DNA Karyometry for Automated Detection of Cancer Cells

Round 1

Reviewer 1 Report

- Excellent paper, congratulation

- too much information: please focus the paper on screening only, thus shorten and streamline the manuscript accordingly (e.g. remove chapter dealing with grading of prostate samples); avoid redundencies in M&M chapter described previously in published studies 

Author Response

Reviewer 1:

• We now have deleted redundant methodological details from Velleuer et al. (2020), as proposed.
• We would like to maintain the short chapter on “DNA-grading the malignancy of prostate cancers” because this application was integral part of the publication of Böcking et al., 2015 (attached), in which we have coined the term “Diagnostic/Prognostic DNA-Karyometry”. This new method implies, besides screening for cancer cells, grading of malignancy that therefore should also be dealt with in this review.

Reviewer 2 Report

 

Here the authors present the development of both the hardware and software of microscopical device for automated detection of cancer cells in oral smears etc. The development of the device may contain important implications for the readership of the journal.

However, there are several minor points to be addressed before being considered for publication in Cancers.

 

1.     In conclusion, the authors state that with oral smears from Fanconi-anemia patients the device reached an overall diagnostic accuracy of 91.3% when lowering the threshold of abnormal nuclei to >4%, which is shown in Table 2b. However, in simple summary and in abstract, they state the value to be 95.7%. From where this 95.7% came from? Please explain.
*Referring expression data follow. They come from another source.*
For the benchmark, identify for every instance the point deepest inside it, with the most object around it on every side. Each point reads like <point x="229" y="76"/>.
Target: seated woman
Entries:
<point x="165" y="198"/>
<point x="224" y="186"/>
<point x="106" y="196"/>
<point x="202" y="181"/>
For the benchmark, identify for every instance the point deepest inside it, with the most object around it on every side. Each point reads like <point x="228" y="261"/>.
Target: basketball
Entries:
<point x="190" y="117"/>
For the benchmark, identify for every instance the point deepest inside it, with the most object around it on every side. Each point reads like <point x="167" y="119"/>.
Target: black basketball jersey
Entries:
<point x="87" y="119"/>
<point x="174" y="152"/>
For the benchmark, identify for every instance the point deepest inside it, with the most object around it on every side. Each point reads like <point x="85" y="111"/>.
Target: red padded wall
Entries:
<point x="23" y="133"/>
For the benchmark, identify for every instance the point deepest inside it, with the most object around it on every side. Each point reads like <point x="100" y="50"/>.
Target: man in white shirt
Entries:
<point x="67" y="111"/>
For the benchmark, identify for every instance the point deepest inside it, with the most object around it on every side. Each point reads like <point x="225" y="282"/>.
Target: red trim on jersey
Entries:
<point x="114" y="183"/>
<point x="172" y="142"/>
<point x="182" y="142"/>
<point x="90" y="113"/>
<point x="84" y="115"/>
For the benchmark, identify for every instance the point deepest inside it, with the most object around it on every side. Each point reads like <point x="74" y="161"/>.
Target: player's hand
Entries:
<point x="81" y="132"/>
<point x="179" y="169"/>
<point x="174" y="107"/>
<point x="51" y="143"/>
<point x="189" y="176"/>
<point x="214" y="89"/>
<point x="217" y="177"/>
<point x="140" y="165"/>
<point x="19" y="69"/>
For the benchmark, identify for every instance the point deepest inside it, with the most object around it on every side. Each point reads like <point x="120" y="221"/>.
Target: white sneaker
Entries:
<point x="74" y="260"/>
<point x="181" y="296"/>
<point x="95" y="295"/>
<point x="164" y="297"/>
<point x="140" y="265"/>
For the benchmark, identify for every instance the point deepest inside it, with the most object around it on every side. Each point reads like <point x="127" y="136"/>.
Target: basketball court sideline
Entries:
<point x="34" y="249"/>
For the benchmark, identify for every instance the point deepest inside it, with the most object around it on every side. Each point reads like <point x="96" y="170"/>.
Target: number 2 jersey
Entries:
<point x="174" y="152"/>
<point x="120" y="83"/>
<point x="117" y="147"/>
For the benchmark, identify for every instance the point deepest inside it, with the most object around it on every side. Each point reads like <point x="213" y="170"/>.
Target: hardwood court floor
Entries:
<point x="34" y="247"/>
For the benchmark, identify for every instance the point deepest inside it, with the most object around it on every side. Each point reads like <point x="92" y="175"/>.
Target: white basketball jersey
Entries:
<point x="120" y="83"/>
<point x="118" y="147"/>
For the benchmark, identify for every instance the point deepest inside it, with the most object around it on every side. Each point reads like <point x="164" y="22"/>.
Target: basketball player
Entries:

2.     There seems to be no Figure 4 in the manuscript.

3.     Please check for typos. (ex. Lane 618: 84.8%% should be 84.8%)

Author Response

Reviewer 2:

• The mentioned error in mentioning the figure for ODA in “Summary” and “Simple summary” has been corrected. I apologize.
• Figure 4 indeed was included in our submission and in the galley proof that I have received.
• The mentioned typing error has been corrected.

Reviewer 3 Report

Authors should further clarify and elaborate novelty in their abstract.

The introduction is deprived of the related work with the recent literature.

There are several interesting papers that look into machine and Deep learning in healthcare. For instance, the below papers has some interesting implications that you could discuss in your Introduction and how it relates to your work.

Vulli, A.; et al.. Fine-Tuned DenseNet-169 for Breast Cancer Metastasis Prediction Using FastAI and 1-Cycle Policy. Sensors 2022, 22, 2988.

Ali, Farman, et al. "A fuzzy ontology and SVM–based Web content classification system." IEEE Access 5 (2017): 25781-25797.

In the introduction, what is the recent knowledge gap of the main literature that the author needs to write this research? What we have known and what we have not known? What is missing from current works? Please explain and give examples!

The presentation of the paper is low.

How authors handle overfitting in the data?

What is your proposed method and why?

What are the limitations of the preset study? 

Add more discussion when interpreting the tables.

Future scope is missing; the readers need to follow your suggestions as well.

 

Author Response

Reviewer 3:

• Our introduction instead describes all so far commercially available, comparable

instruments and provides respective references.

• It was not the purpose of this invited review to report on other types of application of machine- and deep learning as cytopathology, like histopathology or pornography!
• A respective sentence, describing the aim of this invited review has now been introduced at the end of the Introduction.
• The criticism that “The presentation of this paper is low” is not understood by A.B..
• A respective sentence, asking for larger studies has now been added at the end of “Discussion”.
• It had already been described that missing qualified personnel, insufficient diagnostic accuracy of subjective screening for cancer cells resp. low reproducibility of grading the malignancy of prostate cancers and time consuming subjective evaluation ask for AI-based microscopical diagnostic assistance.
• The limitations of this study concerning the low number of investigated specimens has now been addressed at the end of “Discussion”.
• Tables 2a and 2b were already described in 35 lines of “Results” and discussed in 18 lines of “Discussion”.
• Future scope is now addressed at the end of “Discussion”.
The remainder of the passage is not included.